After several minor severe weather episodes, an organized severe weather event may be making a return to the state. However, with many episodes this year, this is all very conditional and dependent on what happens with an ongoing Mesoscale Convective Vortex moving through the Plains early this morning. There is not terrific predictability with this system at this time, and we would advise you to look to future updates this morning for more information.
As noted above, there is an ongoing Mesoscale Convective Vortex moving from the Central Plains into the northern half of the Mississippi Valley. A lot of the uncertainties we face with the forecast today is how this system will evolve as we go into the daytime hours. There is a chance that this could re-fire in a diurnal environment, however models and past experience dictate that this probably not be the case, and things should decay across the northern section of the Mississippi Valley. This should just dump some small-to-moderate rain over the western counties of the state and not pose a threat for severe weather.
The higher probability situation expected is that as storms decay and move off to the east, storms will re-fire along the southern extent of leftover outflow boundaries.

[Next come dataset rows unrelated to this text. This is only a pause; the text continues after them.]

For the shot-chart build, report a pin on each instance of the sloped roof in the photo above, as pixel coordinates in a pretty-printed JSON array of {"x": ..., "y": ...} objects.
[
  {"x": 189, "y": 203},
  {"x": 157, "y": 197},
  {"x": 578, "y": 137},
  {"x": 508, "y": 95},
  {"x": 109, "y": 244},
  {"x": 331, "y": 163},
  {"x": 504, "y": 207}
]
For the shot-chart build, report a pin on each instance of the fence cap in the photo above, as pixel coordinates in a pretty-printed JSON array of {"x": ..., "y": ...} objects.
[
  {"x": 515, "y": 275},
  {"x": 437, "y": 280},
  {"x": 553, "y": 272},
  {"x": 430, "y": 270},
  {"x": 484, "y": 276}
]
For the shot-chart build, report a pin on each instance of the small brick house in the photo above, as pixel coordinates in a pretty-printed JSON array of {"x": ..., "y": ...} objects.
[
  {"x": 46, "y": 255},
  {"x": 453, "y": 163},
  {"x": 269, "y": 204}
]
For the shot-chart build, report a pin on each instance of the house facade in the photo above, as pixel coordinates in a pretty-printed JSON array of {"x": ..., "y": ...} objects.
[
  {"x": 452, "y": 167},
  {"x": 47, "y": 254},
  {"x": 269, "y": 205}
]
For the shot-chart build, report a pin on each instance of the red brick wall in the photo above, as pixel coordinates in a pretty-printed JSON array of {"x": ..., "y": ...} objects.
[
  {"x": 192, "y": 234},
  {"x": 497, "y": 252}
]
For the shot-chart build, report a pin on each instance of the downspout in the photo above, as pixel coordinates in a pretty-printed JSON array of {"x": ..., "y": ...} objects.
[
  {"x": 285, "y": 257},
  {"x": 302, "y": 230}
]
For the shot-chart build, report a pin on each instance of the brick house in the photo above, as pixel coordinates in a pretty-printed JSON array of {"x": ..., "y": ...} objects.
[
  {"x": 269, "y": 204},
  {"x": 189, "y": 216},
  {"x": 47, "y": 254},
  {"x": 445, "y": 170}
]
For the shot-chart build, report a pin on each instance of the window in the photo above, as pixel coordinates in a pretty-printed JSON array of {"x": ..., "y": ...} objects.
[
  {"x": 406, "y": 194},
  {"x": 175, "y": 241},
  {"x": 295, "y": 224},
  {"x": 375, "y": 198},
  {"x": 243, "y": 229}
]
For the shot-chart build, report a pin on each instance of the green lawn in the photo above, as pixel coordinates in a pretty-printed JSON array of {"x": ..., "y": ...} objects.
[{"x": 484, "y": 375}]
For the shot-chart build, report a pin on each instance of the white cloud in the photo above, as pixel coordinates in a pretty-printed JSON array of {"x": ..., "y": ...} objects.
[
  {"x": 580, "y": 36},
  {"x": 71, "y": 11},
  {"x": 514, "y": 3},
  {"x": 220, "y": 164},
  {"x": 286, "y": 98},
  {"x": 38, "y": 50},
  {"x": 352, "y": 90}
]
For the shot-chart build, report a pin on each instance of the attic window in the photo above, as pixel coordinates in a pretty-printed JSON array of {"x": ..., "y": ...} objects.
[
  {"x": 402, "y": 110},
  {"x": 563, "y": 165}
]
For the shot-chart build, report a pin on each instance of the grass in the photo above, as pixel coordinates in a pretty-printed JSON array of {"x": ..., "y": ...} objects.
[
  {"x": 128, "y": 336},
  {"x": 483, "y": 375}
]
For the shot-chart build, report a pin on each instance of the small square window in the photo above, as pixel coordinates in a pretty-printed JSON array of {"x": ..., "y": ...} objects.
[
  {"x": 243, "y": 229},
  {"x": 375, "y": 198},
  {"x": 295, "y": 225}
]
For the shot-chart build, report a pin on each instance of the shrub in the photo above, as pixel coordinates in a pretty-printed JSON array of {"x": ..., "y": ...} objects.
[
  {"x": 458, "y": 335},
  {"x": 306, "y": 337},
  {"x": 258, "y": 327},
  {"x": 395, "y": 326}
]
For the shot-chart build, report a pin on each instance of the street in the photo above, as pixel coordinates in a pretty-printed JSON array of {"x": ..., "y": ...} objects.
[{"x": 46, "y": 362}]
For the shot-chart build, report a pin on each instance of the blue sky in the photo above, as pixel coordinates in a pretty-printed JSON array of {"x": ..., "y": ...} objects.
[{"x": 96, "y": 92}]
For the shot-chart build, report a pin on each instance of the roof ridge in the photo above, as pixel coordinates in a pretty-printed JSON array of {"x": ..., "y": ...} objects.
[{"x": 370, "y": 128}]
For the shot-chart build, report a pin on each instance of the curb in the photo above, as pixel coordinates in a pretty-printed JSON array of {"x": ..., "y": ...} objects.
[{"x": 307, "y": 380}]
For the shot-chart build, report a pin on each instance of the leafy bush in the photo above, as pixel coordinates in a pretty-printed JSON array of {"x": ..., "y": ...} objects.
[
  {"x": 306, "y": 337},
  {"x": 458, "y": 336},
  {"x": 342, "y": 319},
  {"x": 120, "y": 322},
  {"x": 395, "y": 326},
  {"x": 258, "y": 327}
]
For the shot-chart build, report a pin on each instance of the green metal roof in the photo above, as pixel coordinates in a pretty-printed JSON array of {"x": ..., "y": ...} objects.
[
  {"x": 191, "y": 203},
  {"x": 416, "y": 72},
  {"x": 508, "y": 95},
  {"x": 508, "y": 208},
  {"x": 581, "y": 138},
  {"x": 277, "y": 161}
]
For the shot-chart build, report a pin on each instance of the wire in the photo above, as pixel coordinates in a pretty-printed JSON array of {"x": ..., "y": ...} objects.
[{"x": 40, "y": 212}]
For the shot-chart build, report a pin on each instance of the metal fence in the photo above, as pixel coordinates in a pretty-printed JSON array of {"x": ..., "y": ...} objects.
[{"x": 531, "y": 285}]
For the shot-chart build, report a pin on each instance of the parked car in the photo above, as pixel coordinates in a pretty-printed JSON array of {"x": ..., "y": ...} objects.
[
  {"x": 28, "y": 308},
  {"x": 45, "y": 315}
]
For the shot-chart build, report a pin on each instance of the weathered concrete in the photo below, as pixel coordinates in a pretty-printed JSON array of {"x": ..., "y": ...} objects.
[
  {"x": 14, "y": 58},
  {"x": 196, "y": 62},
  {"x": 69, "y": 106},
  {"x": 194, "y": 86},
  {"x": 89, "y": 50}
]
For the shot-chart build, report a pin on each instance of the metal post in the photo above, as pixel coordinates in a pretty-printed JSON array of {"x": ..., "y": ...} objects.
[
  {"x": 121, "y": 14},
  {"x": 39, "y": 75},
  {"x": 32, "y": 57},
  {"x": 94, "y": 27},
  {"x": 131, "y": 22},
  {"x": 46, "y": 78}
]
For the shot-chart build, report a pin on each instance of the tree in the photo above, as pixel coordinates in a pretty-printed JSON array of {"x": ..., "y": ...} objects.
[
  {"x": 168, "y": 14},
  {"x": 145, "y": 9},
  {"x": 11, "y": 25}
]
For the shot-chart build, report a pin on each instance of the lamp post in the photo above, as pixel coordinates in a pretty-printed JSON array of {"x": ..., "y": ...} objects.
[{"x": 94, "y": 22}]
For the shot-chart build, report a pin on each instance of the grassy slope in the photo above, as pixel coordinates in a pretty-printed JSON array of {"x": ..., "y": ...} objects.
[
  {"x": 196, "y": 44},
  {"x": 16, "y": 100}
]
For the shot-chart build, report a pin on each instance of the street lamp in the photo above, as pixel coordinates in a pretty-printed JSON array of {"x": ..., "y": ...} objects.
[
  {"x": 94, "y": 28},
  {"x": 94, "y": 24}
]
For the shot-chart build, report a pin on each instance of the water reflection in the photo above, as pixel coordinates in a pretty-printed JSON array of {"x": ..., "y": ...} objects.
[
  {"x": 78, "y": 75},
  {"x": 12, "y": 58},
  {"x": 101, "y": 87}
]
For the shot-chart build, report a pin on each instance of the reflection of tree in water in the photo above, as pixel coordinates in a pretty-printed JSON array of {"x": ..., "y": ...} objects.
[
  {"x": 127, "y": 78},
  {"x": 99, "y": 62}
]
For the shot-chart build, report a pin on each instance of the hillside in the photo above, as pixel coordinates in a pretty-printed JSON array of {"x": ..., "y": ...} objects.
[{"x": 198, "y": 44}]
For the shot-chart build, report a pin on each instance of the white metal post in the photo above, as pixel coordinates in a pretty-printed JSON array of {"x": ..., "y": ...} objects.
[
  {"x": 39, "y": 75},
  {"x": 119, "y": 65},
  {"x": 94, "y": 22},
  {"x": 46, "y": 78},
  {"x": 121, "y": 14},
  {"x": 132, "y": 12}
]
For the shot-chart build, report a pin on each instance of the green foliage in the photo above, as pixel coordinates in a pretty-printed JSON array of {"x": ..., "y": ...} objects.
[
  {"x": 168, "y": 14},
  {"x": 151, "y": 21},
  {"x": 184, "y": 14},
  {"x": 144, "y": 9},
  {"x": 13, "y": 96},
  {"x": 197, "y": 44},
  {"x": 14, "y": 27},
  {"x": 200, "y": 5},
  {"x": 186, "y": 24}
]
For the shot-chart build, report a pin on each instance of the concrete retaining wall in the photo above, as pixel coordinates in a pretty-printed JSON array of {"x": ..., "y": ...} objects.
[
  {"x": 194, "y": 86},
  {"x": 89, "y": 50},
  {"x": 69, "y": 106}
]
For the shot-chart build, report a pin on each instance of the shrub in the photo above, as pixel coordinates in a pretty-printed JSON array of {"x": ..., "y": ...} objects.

This will be in a rich severe weather environment, with plenty of moisture and warm summer air contributing to a very unstable atmosphere. Another area of uncertainty exists in the area of storm timing. Models are not in too much of an agreement on this matter, with some indicating mid-to-late afternoon development with an associated very large hail and tornado threat, and some indicating development after sunset with an associated damaging wind threat.